JOURNALISTE : Partagez-vous l’avis selon lequel le gouvernement ne fonctionne pas de la façon dont il devrait selon les circonstances, qu’il existe des dysfonctionnements, un manque d’esprit d’équipe et de lucidité quant au caractère  urgent de la situation ?

M. D. DROUTSAS : L’œuvre accomplie aujourd’hui est énorme. Des changements radicaux sont entrepris et les mentalités vieilles de plusieurs dizaines d’années sont bouleversées. Donc les difficultés ne sont pas surprenantes et il y a toujours des marges d’amélioration. Toutefois j’estime – et mon intention n’est pas d’éviter une quelconque autocritique – que la discussion au sujet des performances du gouvernement est en quelque sorte inventée son objectif étant de servir des intérêts politiques ou personnels au sein des partis – et non seulement du côté de l’opposition. L’objectif et l’enjeu sont si importants que l’on ne peut – avant tout nous qui faisons partie du gouvernement – se permettre de nous occuper d’autre chose et d’annuler tous seuls l’effort accompli. Bien entendu il y a des réactions, cela n’aurait pu en être autrement. Mais souvent je constate que les citoyens sont beaucoup plus mûrs que les hommes politiques ou les journalistes.

JOURNALISTE : Est-ce qu’un remaniement du gouvernement ou la décision de recourir à des élections anticipées pourrait tenir lieu de message de redéploiement des forces ?

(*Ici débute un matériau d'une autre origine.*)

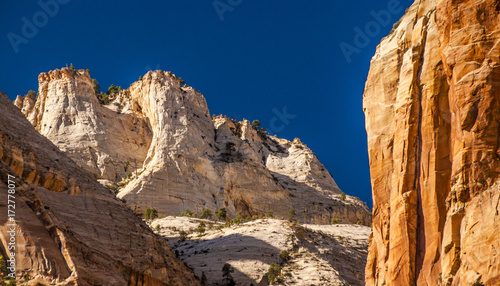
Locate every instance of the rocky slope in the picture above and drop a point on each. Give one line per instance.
(319, 254)
(159, 142)
(70, 229)
(432, 104)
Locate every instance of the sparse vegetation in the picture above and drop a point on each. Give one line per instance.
(291, 215)
(201, 228)
(203, 278)
(113, 89)
(150, 213)
(269, 214)
(221, 214)
(230, 147)
(284, 256)
(31, 93)
(187, 213)
(97, 87)
(206, 214)
(274, 272)
(226, 274)
(256, 124)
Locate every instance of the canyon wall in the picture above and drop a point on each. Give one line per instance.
(158, 144)
(433, 116)
(70, 229)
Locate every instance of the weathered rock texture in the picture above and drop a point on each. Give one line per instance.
(70, 229)
(159, 134)
(327, 255)
(433, 116)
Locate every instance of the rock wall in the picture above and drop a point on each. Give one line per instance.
(157, 140)
(432, 117)
(70, 229)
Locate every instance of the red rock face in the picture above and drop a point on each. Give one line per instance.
(432, 117)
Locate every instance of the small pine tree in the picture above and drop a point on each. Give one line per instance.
(97, 87)
(291, 215)
(201, 228)
(269, 214)
(284, 256)
(203, 279)
(206, 214)
(221, 214)
(274, 272)
(226, 274)
(230, 146)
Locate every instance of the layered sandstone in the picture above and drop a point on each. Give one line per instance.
(432, 117)
(70, 229)
(157, 140)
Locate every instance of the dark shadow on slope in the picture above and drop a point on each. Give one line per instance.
(346, 260)
(210, 255)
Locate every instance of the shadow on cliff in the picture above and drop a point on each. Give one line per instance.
(346, 260)
(322, 208)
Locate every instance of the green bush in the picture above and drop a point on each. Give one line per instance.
(97, 87)
(206, 214)
(201, 228)
(256, 124)
(113, 89)
(221, 214)
(187, 213)
(151, 213)
(343, 196)
(284, 256)
(291, 215)
(274, 272)
(226, 274)
(31, 93)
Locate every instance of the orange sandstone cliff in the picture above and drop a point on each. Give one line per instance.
(432, 106)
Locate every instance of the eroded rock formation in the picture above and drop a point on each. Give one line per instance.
(70, 229)
(159, 142)
(432, 106)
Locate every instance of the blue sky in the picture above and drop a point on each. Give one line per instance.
(251, 59)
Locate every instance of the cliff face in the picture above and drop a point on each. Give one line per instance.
(70, 229)
(159, 142)
(432, 117)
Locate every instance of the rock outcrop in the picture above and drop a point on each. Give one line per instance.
(432, 104)
(157, 140)
(326, 255)
(70, 229)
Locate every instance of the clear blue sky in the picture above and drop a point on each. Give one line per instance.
(247, 57)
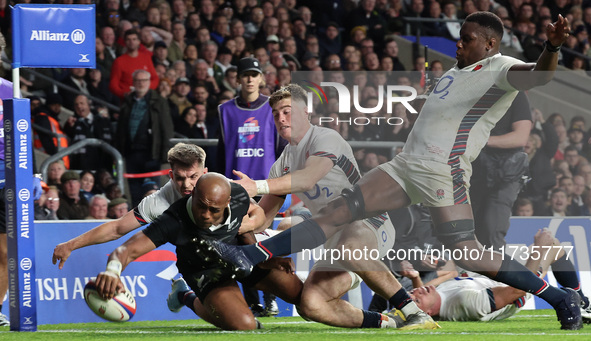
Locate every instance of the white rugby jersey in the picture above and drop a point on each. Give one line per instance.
(156, 203)
(456, 120)
(467, 299)
(322, 142)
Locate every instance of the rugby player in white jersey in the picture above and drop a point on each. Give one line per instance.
(187, 165)
(477, 298)
(434, 166)
(317, 165)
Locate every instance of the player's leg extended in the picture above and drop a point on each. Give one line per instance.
(227, 308)
(359, 238)
(454, 227)
(321, 300)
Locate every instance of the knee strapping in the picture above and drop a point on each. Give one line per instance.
(453, 232)
(354, 199)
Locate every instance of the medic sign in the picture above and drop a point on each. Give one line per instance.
(54, 36)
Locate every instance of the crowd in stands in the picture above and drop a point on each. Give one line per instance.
(187, 52)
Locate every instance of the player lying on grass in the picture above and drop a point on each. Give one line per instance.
(316, 164)
(434, 167)
(215, 210)
(478, 298)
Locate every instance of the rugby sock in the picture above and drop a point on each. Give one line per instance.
(305, 235)
(518, 276)
(371, 319)
(402, 301)
(566, 275)
(188, 298)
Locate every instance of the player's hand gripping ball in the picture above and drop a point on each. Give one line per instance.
(120, 308)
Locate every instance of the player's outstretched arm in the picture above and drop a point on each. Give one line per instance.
(557, 33)
(108, 282)
(103, 233)
(254, 219)
(270, 204)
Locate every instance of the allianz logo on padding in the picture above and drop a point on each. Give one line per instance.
(77, 36)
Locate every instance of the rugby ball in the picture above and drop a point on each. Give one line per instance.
(118, 309)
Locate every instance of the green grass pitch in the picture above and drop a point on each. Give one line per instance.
(527, 325)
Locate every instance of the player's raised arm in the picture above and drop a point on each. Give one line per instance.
(108, 282)
(101, 234)
(557, 34)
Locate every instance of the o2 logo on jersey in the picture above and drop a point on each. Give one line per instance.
(248, 129)
(318, 192)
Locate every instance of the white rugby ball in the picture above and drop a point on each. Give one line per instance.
(120, 308)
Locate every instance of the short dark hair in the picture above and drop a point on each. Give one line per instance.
(487, 20)
(186, 155)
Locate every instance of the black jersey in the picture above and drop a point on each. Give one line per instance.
(176, 226)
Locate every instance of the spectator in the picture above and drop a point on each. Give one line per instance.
(391, 50)
(113, 191)
(73, 206)
(192, 24)
(220, 30)
(47, 117)
(567, 184)
(186, 125)
(88, 125)
(366, 16)
(117, 208)
(98, 86)
(586, 209)
(578, 189)
(497, 171)
(453, 28)
(160, 55)
(230, 81)
(87, 184)
(178, 43)
(330, 41)
(558, 204)
(124, 67)
(573, 158)
(107, 36)
(540, 155)
(54, 173)
(253, 26)
(190, 57)
(223, 61)
(144, 130)
(272, 44)
(137, 12)
(437, 28)
(98, 207)
(207, 10)
(179, 11)
(180, 91)
(50, 206)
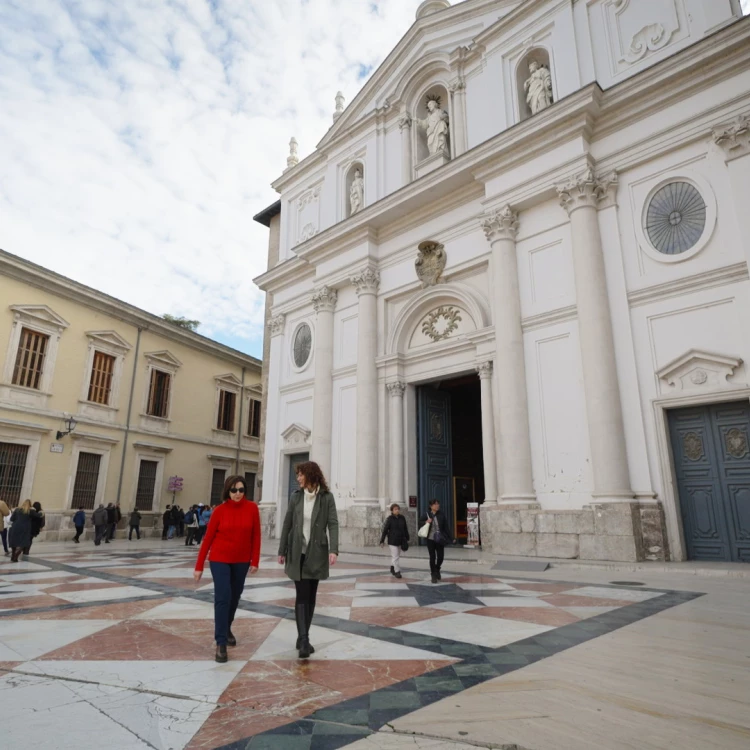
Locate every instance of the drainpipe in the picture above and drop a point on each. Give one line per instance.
(127, 419)
(239, 424)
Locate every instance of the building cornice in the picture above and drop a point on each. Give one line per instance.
(20, 269)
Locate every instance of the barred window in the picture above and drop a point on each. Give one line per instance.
(253, 419)
(87, 480)
(12, 468)
(158, 394)
(30, 359)
(227, 401)
(144, 494)
(102, 370)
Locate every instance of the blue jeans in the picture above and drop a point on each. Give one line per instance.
(229, 580)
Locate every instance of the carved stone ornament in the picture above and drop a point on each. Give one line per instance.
(736, 442)
(693, 446)
(276, 325)
(441, 323)
(324, 299)
(501, 225)
(366, 281)
(430, 263)
(586, 190)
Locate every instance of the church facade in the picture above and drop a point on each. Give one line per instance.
(514, 272)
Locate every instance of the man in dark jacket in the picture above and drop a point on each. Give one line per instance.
(79, 521)
(99, 519)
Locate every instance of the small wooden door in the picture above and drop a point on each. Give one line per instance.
(435, 461)
(711, 450)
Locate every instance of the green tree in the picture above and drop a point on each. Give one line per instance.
(182, 322)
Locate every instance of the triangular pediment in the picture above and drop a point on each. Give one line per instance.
(699, 369)
(163, 358)
(111, 339)
(39, 314)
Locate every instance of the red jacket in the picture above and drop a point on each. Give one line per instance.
(233, 534)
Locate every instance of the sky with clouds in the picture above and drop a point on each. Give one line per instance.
(139, 137)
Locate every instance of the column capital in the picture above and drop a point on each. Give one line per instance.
(324, 299)
(396, 389)
(586, 190)
(366, 281)
(734, 138)
(484, 370)
(276, 325)
(501, 224)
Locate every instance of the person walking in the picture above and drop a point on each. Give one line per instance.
(79, 521)
(4, 513)
(135, 525)
(397, 532)
(99, 519)
(19, 536)
(309, 545)
(232, 541)
(437, 537)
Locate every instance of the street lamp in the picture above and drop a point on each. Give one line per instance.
(70, 425)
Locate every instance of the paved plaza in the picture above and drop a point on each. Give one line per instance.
(113, 647)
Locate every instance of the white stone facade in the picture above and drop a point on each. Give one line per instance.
(558, 267)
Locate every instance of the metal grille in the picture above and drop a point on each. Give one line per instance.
(217, 485)
(227, 401)
(158, 394)
(30, 359)
(144, 494)
(12, 468)
(101, 378)
(253, 421)
(87, 480)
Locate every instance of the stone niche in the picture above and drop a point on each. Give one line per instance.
(621, 532)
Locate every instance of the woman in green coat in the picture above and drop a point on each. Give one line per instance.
(309, 545)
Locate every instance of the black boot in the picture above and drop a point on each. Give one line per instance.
(300, 613)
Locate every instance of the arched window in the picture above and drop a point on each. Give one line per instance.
(534, 83)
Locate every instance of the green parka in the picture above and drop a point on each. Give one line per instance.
(320, 544)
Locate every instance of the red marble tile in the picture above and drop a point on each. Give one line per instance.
(538, 615)
(569, 600)
(393, 617)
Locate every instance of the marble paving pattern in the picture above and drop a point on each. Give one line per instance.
(120, 645)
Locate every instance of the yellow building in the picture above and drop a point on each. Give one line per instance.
(149, 400)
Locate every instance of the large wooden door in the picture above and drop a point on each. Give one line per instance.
(711, 452)
(435, 462)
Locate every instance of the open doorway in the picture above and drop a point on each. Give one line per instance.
(449, 448)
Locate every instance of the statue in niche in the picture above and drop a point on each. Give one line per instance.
(436, 125)
(357, 193)
(538, 87)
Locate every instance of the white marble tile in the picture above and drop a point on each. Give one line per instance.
(491, 631)
(204, 680)
(96, 595)
(30, 639)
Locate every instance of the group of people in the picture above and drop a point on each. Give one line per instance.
(18, 529)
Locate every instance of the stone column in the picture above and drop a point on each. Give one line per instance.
(734, 140)
(397, 449)
(404, 125)
(324, 302)
(581, 197)
(488, 433)
(366, 283)
(458, 125)
(512, 413)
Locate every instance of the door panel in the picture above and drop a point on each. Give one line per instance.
(435, 464)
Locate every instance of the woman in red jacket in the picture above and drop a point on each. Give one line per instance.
(233, 538)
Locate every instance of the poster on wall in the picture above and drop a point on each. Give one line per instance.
(472, 525)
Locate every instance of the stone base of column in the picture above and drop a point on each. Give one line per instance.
(621, 532)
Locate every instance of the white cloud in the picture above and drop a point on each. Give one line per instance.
(139, 138)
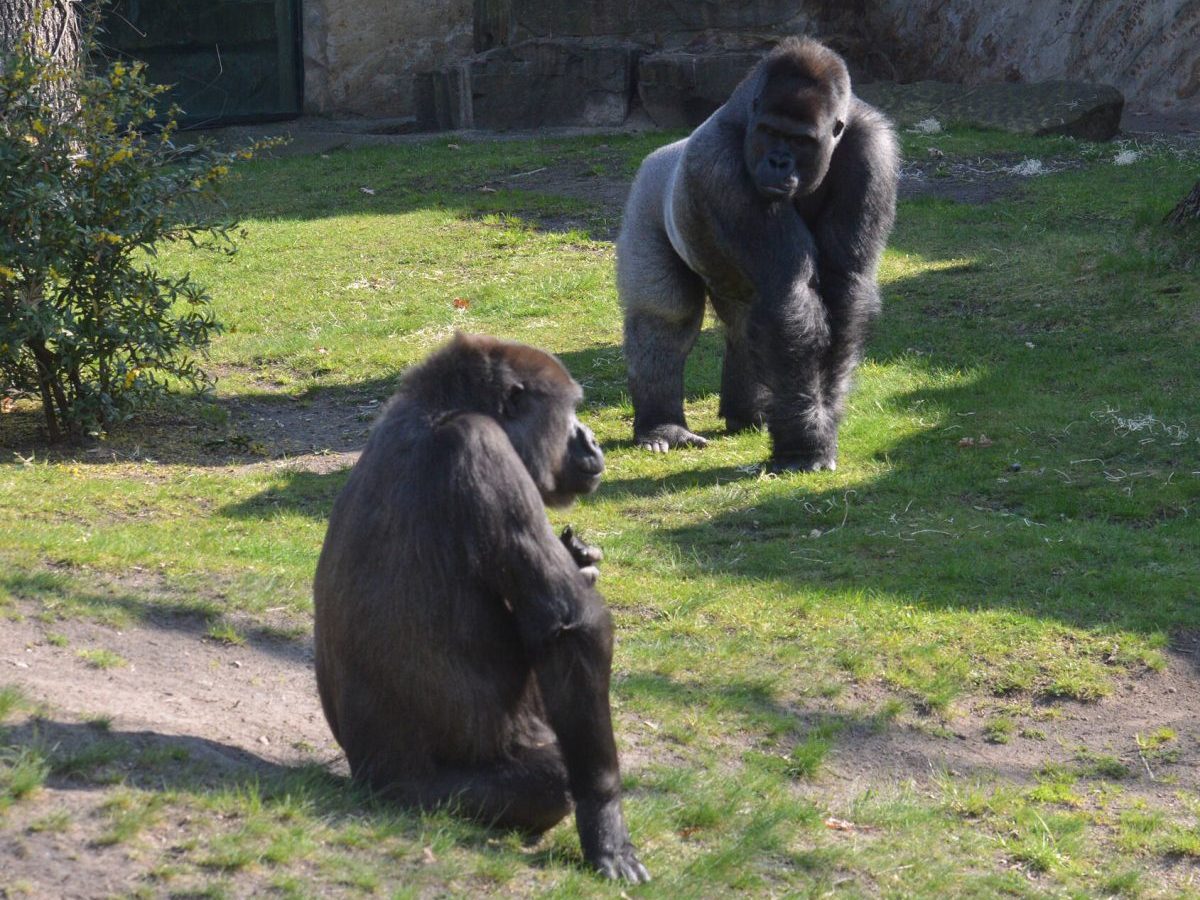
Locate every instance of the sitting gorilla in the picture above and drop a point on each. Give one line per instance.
(462, 654)
(778, 207)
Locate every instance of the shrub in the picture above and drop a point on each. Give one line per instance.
(90, 184)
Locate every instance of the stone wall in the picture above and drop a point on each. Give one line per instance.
(1150, 49)
(522, 63)
(361, 57)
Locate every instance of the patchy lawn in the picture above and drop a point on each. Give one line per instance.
(965, 664)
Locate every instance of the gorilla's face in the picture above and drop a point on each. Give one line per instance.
(790, 141)
(538, 414)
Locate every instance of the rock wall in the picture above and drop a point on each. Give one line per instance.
(522, 63)
(1150, 49)
(361, 57)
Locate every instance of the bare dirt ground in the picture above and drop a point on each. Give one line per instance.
(239, 711)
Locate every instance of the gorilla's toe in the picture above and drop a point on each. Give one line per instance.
(663, 437)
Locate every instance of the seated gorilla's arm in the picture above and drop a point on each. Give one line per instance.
(563, 623)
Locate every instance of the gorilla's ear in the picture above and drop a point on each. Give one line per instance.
(510, 400)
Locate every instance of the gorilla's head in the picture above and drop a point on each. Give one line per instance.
(529, 394)
(796, 119)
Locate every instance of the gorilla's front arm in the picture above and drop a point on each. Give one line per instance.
(567, 634)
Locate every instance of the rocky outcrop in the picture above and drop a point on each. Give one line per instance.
(361, 58)
(1149, 49)
(564, 82)
(685, 54)
(683, 89)
(1091, 112)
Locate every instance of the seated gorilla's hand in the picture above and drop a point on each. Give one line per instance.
(586, 556)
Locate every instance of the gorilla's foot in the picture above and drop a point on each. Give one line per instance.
(663, 437)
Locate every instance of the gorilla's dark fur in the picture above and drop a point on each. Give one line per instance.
(778, 208)
(462, 658)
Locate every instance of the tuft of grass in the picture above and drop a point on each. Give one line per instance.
(11, 701)
(225, 633)
(102, 659)
(999, 730)
(1101, 766)
(129, 814)
(810, 751)
(22, 772)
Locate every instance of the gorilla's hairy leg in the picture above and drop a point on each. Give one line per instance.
(791, 339)
(852, 303)
(744, 397)
(655, 351)
(527, 790)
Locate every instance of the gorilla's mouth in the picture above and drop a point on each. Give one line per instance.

M. D. DROUTSAS : Nous, membres du gouvernement savons très bien ce que nous devons faire. Ce que le premier ministre et les citoyens attendent de nous. Tant que nous occupons ces postes, nous devons nous occuper de notre travail seulement qui est crucial et colossal. Si nous nous concentrons sur notre travail seulement et nos responsabilités, il n’y aurait pas matière à discussions au sujet de prétendus remaniements ou élections. Le débat public sur ces questions n’est que nuisible et je n’entrerais pas dans une telle discussion. Et pour ceux qui choisissent cette voie, je me demande à quelle fin le font-ils ? Concentrons-nous plutôt sur le rétablissement de la crédibilité dans la relation entre le citoyen et la politique et les hommes politiques. Nous n’y parviendrons que si nous parlons ouvertement et franchement, sur des sujets mêmes tabous, si nous demandons des changements radicaux. Finissons-en avec l’image de l’homme politique qui représente le pouvoir et le statu quo. Les grandes circonscriptions électorales – principale raison des transactions à des fins politiques ou autres – doivent être supprimées. En outre, si un député fait partie du gouvernement, il doit renoncer à sa qualité de député. Car il n’est pas possible d’exercer un contrôle parlementaire sur soi-même en tant que pouvoir exécutif. Il faut fixer un âge limite pour l’exercice des fonctions publiques ainsi qu’une limite du mandat parlementaire, à savoir à l’issue de deux mandats consécutifs, il doit y avoir une « pause » obligatoire. L’expérience doit être valorisée mais l’on pourrait apporter une contribution sans assumer des fonctions officielles. Mais vous pourriez à cela avancer l’argument que comme je n’ai pas été élu à cette fonction, c’est facile à dire cela. Je suis convaincu que je serai la cible de ce genre de critiques. Toutefois, je crois profondément en la nécessité de ces mesures et de beaucoup d’autres.

JOURNALISTE : Est-ce que vous serez candidat aux prochaines élections ?

M. D. DROUTSAS :  Je n’y ai pas pensé. Je lis, dans votre journal aussi, que mon soi-disant « entourage » exprime des inquiétudes quant à ma popularité et au choix de la circonscription dans laquelle je me présenterai comme candidat. Je vous assure qu’il n’y a aucun souci et aucun entourage. Pour moi, il n’y a pas d’arrières pensées. Tant que le Premier ministre me fait confiance, j’aurai à accomplir une œuvre importante et responsable. Telle ma seule priorité.